EVERGLADES NATIONAL PARK - Not far from where the tram full of tourists glimpsed an alligator lurking among saw grasses, a guide dared them to wade knee deep into the swampy, dark water surrounding them.
"Is she serious? Are you going to go in?" Kathy Nubling asked her husband, Al, not budging. Deciding they were supposed to be adventurous, the California couple bared their feet and stepped into the water.
The Everglades has never been a glamorous vacation spot. Despite efforts to promote the wetland as an eco-tourism destination, the inhospitable scenery keeps many tourists at Florida's more popular beaches and theme parks.
As if mosquitoes and smothering humidity weren't enough to tarnish the park's image, decades of development and pollution have swallowed more than 5,000 square miles, half of the original wetlands. The changes wiped out some of the wildlife and surroundings that would be among the park's biggest attractions.
An $8.4-billion restoration project, now under way after years of planning, aims to reverse some of that damage. State officials hope the plan - billed as the world's largest environmental restoration project - will lure more tourists to discover the rare wilderness.
"People who live in Indiana will scrimp and save because they want to make sure they take their kids to see the Grand Canyon. I hope with this kind of investment, people in Indiana will scrimp and save so they can make sure their kids have seen the Everglades," Florida Department of Environmental Protection Secretary David Struhs said.
Everglades National Park is the largest national park east of the Rocky Mountains, covering 1.5-million acres. More than a million people visit its sawgrass prairies, mangrove shorelines and cypress forests each year, but that number is a fraction of the more than 75-million vacationers who came to Florida last year.
It doesn't help that Everglades National Park is recognized as the nation's most threatened. More than a dozen species are endangered, making it difficult for visitors to snap pictures of many of them, including the Florida panther, West Indian manatee and red-cockaded woodpecker. The panther remains the most elusive; researchers estimate only 75 roam the marshland.
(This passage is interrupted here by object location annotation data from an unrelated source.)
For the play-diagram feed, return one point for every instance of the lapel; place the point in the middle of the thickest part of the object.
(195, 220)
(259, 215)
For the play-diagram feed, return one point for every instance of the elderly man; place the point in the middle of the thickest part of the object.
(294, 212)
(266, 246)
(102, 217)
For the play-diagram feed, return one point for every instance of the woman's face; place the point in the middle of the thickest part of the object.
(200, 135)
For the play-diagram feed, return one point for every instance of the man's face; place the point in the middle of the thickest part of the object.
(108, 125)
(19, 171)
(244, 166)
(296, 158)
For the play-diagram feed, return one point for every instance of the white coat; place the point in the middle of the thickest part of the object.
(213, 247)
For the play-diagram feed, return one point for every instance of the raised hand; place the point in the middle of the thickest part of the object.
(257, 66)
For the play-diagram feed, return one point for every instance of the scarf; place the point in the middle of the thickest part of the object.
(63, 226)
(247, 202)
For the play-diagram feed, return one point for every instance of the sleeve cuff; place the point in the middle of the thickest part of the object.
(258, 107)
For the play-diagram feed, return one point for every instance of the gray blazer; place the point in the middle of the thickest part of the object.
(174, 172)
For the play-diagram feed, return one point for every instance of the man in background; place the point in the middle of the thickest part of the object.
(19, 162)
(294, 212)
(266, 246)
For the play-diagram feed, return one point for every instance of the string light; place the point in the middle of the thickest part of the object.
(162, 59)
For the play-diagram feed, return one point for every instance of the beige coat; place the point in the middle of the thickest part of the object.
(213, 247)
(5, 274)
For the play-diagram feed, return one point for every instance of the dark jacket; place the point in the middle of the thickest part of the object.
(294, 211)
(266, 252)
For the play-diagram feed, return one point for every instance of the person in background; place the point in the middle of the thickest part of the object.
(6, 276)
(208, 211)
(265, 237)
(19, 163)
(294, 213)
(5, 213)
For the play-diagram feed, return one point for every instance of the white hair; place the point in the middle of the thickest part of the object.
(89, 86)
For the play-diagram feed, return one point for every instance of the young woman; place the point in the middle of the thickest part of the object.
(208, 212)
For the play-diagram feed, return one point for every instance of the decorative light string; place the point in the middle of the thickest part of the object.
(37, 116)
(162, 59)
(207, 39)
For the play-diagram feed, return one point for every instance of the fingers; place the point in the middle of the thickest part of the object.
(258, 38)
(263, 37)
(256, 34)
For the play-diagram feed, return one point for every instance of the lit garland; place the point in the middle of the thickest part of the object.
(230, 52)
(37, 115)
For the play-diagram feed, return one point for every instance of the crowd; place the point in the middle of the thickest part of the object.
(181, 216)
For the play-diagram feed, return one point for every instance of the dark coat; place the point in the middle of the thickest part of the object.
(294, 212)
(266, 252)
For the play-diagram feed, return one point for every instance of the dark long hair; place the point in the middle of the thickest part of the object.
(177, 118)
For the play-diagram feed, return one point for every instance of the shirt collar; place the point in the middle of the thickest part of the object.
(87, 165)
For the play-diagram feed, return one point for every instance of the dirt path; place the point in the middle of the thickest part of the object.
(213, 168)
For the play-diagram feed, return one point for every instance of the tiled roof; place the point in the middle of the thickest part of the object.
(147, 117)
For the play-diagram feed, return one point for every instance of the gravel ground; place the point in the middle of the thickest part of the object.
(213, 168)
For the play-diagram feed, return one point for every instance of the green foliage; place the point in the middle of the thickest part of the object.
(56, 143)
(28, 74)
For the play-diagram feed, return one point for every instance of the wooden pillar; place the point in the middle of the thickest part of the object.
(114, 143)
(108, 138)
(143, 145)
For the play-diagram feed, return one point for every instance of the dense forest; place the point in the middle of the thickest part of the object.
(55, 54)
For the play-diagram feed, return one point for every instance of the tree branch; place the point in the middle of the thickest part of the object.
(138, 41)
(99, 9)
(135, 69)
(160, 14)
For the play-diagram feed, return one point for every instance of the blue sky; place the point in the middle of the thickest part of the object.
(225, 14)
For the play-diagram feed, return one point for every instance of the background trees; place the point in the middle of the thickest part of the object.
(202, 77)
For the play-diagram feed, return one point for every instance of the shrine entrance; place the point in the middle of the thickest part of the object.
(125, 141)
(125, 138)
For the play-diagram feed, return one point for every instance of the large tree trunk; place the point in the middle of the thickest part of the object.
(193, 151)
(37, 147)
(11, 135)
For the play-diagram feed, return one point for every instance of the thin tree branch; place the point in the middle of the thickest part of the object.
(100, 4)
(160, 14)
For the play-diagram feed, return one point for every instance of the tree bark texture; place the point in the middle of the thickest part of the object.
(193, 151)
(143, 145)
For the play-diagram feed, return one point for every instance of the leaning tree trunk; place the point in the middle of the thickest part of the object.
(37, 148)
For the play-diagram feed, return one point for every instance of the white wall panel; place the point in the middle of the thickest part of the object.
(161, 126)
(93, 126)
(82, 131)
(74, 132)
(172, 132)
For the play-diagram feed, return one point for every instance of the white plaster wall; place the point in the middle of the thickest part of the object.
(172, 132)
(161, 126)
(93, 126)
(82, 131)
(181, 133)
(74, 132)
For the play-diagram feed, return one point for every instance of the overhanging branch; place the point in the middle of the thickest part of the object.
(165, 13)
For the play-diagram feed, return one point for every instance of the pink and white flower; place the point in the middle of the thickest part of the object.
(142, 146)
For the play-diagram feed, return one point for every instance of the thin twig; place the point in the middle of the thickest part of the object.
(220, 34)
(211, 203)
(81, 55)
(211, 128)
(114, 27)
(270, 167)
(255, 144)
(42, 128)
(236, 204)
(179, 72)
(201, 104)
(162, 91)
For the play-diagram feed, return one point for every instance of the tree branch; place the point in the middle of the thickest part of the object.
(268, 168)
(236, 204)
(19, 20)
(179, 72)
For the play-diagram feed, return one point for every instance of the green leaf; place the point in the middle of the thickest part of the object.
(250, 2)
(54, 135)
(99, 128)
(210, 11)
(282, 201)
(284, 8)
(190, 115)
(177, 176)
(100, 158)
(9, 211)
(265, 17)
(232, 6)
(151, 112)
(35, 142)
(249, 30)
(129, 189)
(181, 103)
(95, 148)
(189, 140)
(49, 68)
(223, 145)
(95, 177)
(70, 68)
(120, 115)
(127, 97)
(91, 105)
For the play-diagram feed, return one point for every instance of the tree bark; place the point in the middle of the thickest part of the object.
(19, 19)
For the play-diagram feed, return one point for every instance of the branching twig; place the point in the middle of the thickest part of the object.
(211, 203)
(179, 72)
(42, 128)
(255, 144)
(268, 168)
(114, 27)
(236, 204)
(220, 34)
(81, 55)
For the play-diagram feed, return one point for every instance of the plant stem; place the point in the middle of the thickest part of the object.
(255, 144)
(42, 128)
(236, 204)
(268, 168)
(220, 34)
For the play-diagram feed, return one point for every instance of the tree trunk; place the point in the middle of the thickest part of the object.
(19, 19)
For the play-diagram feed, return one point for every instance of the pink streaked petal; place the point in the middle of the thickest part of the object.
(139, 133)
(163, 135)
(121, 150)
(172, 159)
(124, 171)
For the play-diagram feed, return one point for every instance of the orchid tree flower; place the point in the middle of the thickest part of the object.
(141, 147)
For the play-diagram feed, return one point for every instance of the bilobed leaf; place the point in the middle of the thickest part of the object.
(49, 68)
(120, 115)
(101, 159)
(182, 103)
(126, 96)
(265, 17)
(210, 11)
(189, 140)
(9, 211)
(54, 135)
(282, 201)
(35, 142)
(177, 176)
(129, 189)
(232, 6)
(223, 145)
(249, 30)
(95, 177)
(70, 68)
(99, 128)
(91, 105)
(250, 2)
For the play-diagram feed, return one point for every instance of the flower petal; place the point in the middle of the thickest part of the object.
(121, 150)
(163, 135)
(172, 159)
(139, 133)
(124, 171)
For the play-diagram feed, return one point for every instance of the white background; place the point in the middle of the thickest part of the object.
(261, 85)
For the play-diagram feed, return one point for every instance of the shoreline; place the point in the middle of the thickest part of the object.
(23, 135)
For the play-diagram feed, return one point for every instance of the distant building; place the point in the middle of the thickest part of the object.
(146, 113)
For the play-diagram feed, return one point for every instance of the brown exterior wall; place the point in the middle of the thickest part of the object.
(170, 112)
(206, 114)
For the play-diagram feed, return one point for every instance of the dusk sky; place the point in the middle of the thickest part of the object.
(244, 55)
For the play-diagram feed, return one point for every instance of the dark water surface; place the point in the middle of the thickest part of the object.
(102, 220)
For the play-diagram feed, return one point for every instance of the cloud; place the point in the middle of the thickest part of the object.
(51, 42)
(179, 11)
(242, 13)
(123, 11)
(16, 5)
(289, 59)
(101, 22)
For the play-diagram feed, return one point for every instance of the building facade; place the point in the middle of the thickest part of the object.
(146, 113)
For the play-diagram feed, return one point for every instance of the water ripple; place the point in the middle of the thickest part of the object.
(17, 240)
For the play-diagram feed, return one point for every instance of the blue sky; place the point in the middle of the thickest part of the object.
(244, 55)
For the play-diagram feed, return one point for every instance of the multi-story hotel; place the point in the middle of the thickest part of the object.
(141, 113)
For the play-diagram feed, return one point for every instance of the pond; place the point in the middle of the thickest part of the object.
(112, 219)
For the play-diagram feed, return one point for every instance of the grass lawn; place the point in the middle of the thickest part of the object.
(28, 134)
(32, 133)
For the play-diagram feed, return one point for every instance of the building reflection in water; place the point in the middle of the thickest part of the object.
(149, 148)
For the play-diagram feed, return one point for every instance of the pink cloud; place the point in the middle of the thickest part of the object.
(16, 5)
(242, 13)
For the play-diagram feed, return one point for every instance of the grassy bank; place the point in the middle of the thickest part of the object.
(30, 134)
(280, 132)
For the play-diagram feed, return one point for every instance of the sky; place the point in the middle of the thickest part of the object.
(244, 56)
While hunters started abusing the Everglades in the late 1800s, the worst disruptions started in the 1940s, when developers began carving the marshland with roads for subdivisions and canals to control flooding.
Tour guides recognize that many visitors understand little about the complicated ecosystem and spin tales that make it relevant, at least for Floridians.
As the tourists marveled at Kathy and Al Nubling and the few brave others who stepped into the muck, a tour guide reaches in and pulls up some slimy, dark algae called periphyton, which is eaten by fish and snails and serves as the base of the Everglades food chain. The algae supports more biodiversity than anywhere else in North America. The water supplies a region with 6-million people.
"The water that you're looking at is the water you used to brush your teeth and take a bath last night in South Florida," guide Shirley McBride tells them.